Is the interstate commerce clause? That seems iffy to me.
It's the interstate commerce clause. Because of how the modern economy works. there's really pretty much nothing that's confined to a single state in its effects and doesn't affect other states. Almost any law can be justified as a regulation of interstate commerce these days, especially if that law is actually directly about commercial activity.
The big case to cite here is United States v. Darby (312 US 100). This case tested a federal minimum wage law which banned shipping goods in interstate commerce where they were produced by people paid less than minimum wage, and also banned the employment of those people at less than minimum wage in that context.
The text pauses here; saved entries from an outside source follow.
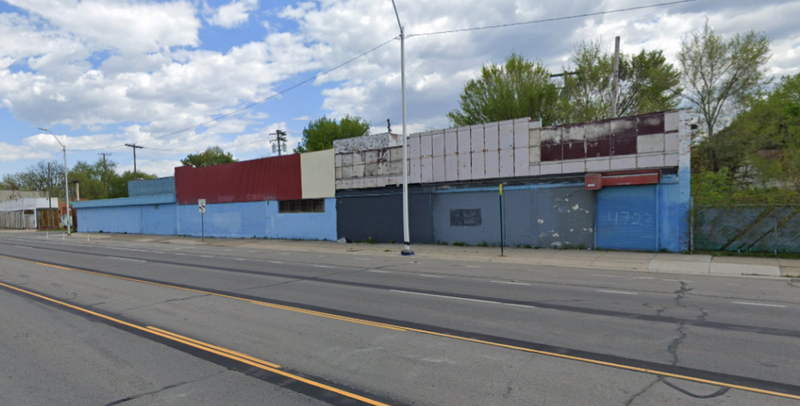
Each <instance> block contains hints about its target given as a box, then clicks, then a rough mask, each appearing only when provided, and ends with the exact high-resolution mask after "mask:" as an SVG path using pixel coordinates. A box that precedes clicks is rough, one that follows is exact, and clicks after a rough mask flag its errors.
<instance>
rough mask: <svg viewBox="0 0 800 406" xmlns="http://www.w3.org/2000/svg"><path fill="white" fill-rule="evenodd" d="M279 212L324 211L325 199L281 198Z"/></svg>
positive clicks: (317, 212)
mask: <svg viewBox="0 0 800 406" xmlns="http://www.w3.org/2000/svg"><path fill="white" fill-rule="evenodd" d="M278 212H279V213H324V212H325V199H302V200H281V201H280V202H278Z"/></svg>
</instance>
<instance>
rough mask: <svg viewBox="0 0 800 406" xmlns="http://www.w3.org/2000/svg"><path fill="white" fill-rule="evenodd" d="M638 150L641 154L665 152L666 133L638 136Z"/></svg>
mask: <svg viewBox="0 0 800 406" xmlns="http://www.w3.org/2000/svg"><path fill="white" fill-rule="evenodd" d="M636 152H637V153H639V154H647V153H652V152H664V134H648V135H640V136H638V137H636Z"/></svg>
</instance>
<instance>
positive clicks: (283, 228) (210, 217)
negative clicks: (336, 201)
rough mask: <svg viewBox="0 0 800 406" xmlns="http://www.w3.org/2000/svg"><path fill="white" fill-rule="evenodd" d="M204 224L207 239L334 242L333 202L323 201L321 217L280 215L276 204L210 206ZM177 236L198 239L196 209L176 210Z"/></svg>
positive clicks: (221, 205)
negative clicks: (307, 240) (176, 217)
mask: <svg viewBox="0 0 800 406" xmlns="http://www.w3.org/2000/svg"><path fill="white" fill-rule="evenodd" d="M203 221H204V222H205V225H204V227H205V235H206V236H209V237H221V238H282V239H297V240H335V239H336V199H334V198H327V199H325V212H323V213H280V212H279V210H278V202H277V201H275V200H271V201H259V202H238V203H218V204H209V205H208V206H207V207H206V214H205V218H204V219H203ZM177 234H178V235H191V236H200V235H201V217H200V213H199V212H198V211H197V206H195V205H179V206H177Z"/></svg>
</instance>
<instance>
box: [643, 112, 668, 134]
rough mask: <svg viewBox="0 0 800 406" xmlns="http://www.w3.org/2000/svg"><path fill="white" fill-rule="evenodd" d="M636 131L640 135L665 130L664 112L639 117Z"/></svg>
mask: <svg viewBox="0 0 800 406" xmlns="http://www.w3.org/2000/svg"><path fill="white" fill-rule="evenodd" d="M637 119H638V120H637V123H636V132H637V134H639V135H648V134H661V133H663V132H664V113H651V114H643V115H641V116H639V117H637Z"/></svg>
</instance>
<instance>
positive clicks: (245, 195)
mask: <svg viewBox="0 0 800 406" xmlns="http://www.w3.org/2000/svg"><path fill="white" fill-rule="evenodd" d="M175 195H176V198H177V201H178V204H197V199H200V198H202V199H206V202H207V203H230V202H252V201H261V200H294V199H301V198H302V186H301V184H300V155H299V154H292V155H285V156H281V157H271V158H263V159H254V160H252V161H243V162H236V163H232V164H225V165H217V166H209V167H206V168H192V167H188V166H182V167H179V168H175Z"/></svg>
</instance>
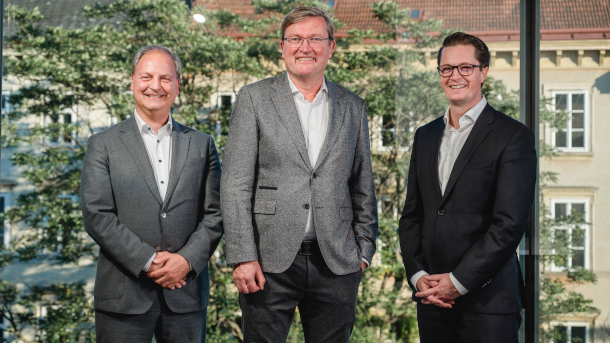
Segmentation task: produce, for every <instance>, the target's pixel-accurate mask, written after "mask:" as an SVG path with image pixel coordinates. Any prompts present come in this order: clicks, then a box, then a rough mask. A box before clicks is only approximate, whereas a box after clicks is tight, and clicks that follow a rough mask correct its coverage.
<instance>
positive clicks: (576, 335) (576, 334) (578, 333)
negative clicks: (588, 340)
mask: <svg viewBox="0 0 610 343" xmlns="http://www.w3.org/2000/svg"><path fill="white" fill-rule="evenodd" d="M586 338H587V328H586V327H584V326H573V327H572V343H586V341H585V339H586Z"/></svg>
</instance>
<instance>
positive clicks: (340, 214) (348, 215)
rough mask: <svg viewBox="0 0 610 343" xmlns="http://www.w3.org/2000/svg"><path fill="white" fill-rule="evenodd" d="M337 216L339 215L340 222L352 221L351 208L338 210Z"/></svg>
mask: <svg viewBox="0 0 610 343" xmlns="http://www.w3.org/2000/svg"><path fill="white" fill-rule="evenodd" d="M339 214H340V215H341V220H346V221H350V222H351V221H352V220H354V211H353V210H352V208H351V207H341V208H339Z"/></svg>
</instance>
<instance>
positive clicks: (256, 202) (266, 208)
mask: <svg viewBox="0 0 610 343" xmlns="http://www.w3.org/2000/svg"><path fill="white" fill-rule="evenodd" d="M252 212H253V213H256V214H275V201H268V200H256V202H255V203H254V206H253V208H252Z"/></svg>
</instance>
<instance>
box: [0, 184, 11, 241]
mask: <svg viewBox="0 0 610 343" xmlns="http://www.w3.org/2000/svg"><path fill="white" fill-rule="evenodd" d="M7 207H8V194H7V193H2V194H0V214H3V213H4V210H5V209H6V208H7ZM6 223H7V221H6V220H5V221H3V222H2V223H1V224H2V227H0V244H3V245H4V246H5V247H8V245H9V231H8V225H6Z"/></svg>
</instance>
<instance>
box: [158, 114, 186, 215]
mask: <svg viewBox="0 0 610 343" xmlns="http://www.w3.org/2000/svg"><path fill="white" fill-rule="evenodd" d="M186 132H188V130H187V129H185V128H184V127H183V126H182V125H180V124H178V123H177V122H176V121H175V120H174V119H173V118H172V137H171V138H172V161H171V163H172V167H171V169H170V171H169V182H168V184H167V191H166V192H165V200H164V204H165V206H167V202H168V200H169V199H170V198H171V197H172V194H173V193H174V190H176V185H178V181H179V180H180V175H181V174H182V170H183V169H184V165H185V163H186V157H187V156H188V152H189V146H190V142H191V138H190V137H189V136H188V135H186Z"/></svg>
The Supreme Court found this law constitutional, even though the manufacturing employees weren't personally engaged in interstate commerce, because the employer was engaged in interstate commerce and regulating production was a permissible way to regulate that commerce.
Now, after that decision, there was a major broadening of what was allowed to be regulated under the interstate commerce clause. In Wickard v. Filburn (317 US 111), the Supreme Court ruled that the appropriate test to see whether something could be regulated as interstate commerce was whether it had a "substantial economic effect" on interstate commerce. Under this rule, federal regulation under the commerce clause is very far-reaching. It supports extending a minimum wage to domestic service workers (Marshall v. Rose, a Fourth Circuit case from 1980); it supports extending EEOC rules to state employers (EEOC v. Wyoming); it supports a lot of things.